Future additions: It is common practice to add more storeys to an existing building to reap more floor area and profits. The beams and columns are examined at a glance, declared ok and new floor is added. This is most dangerous practice and reported to have been done in case of Solan building also. Simplest way for it is to design the columns by keeping future addition of storeys in view. The structural engineer will consider the load of future addition also and design the columns accordingly.

Steel reinforcement: Diameter of steel bars provided in RCC columns plays vital role in determining their load carrying capacity. In no case, vertical bars of diameter less than 12 mm should be used. Use of 16 mm or 20 mm diameter or even 25 mm diameter is still preferable depending upon the load on the column. These vertical bars need to be further tied and kept in designed place by using lateral ties of 8 mm or 10 mm diameter at regular vertical intervals. IS Codes also prescribe minimum area of steel reinforcement to be provided in the column section area. This criteria should also be fulfilled.

Adequate cover: It is very important to provide adequate concrete cover to steel bars provided in a column. This concrete cover keeps the steel well hidden inside it and saves it from rusting and corrosion. Rusting of steel bars, if exposed, may ultimately lead to collapse of the column over the years. The clear cover of concrete beyond the outer edge of lateral ties holding the vertical bars in position shouldn’t be less than 25 mm all around the column throughout the height of column. If cover is not uniformly provided, steel shall be attacked at the point where concrete cover is minimum.
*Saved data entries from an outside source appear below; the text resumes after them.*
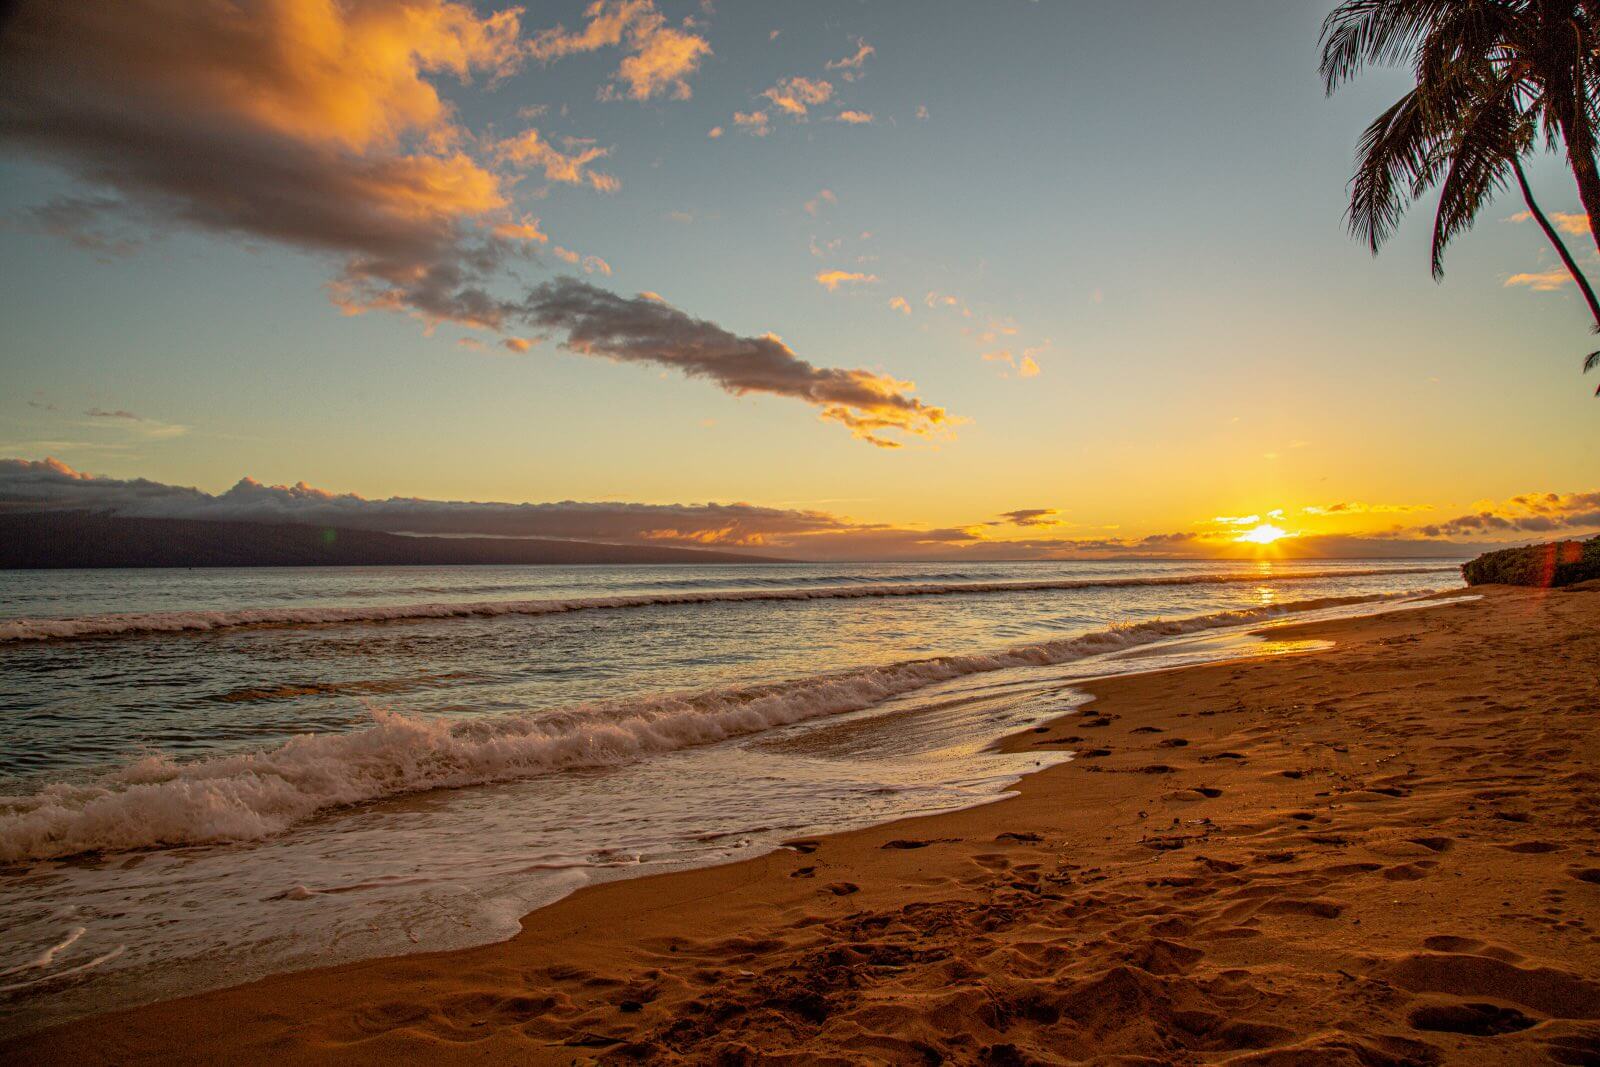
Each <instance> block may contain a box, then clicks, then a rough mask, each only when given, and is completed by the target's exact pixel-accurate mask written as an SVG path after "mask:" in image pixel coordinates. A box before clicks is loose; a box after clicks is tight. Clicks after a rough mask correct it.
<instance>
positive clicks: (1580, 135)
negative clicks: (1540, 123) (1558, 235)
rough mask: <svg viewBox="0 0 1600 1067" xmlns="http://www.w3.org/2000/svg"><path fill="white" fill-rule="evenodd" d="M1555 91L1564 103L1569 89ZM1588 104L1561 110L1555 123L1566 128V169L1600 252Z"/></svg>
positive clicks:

Horizontal ties or beams: Continuous height of columns without any horizontal RCC beams at regular vertical intervals increases the slenderness ratio of the columns, resulting in reduction of their load carrying capacity. It should be ensured to keep unsupported height of columns as minimum possible. Slenderness ratio shall depend on the unsupported height and dimension of column. Lesser it is, better is the strength of column.

Concrete grade: Columns should be built by using properly designed and controlled concrete and not by using the uncontrolled mixes of 1 : 2 : 4 or 1 : 1 ½ : 3 etc. M15 grade of concrete shouldn’t be used in columns. Minimum grade of concrete for columns should be M20. Higher grades are preferred.

Adequate footing: It is very important to provide adequately sized and well-designed RCC footing for columns to safely transfer all the load from them to the ground without settlement of the footing. Further, the footing should be provided at adequate depth below ground level and rested on firm soil. The structural engineer will design how the vertical steel bars of the column enter the footing to create a fully integrated joint between the footing and the column and will also check the joint of column and footing for punching shear and other factors to make it safe against cracks.

Cut entry of water: It should be carefully ensured that there is no such source of water leakage around the building foundation from where the water enters the footing of the columns and weakens or erodes the soil underneath them. This is a very common phenomenon. Water keeps entering a building’s foundation area from a leaking pipe or rain water flow or any other source and weakens its foundation leading to cracks in the building or its collapse.

Structural appraisal: Irrespective of whether a law exists in this regard or not, the owner of a building should ensure its structural safety first by engaging a structural design engineer to design all its RCC components, getting its supervision done from a civil engineer for proper quality of materials, proper workmanship and execution of work as per structural drawings and later by getting its structural appraisal done from a qualified engineer who’ll certify the building as safe or not.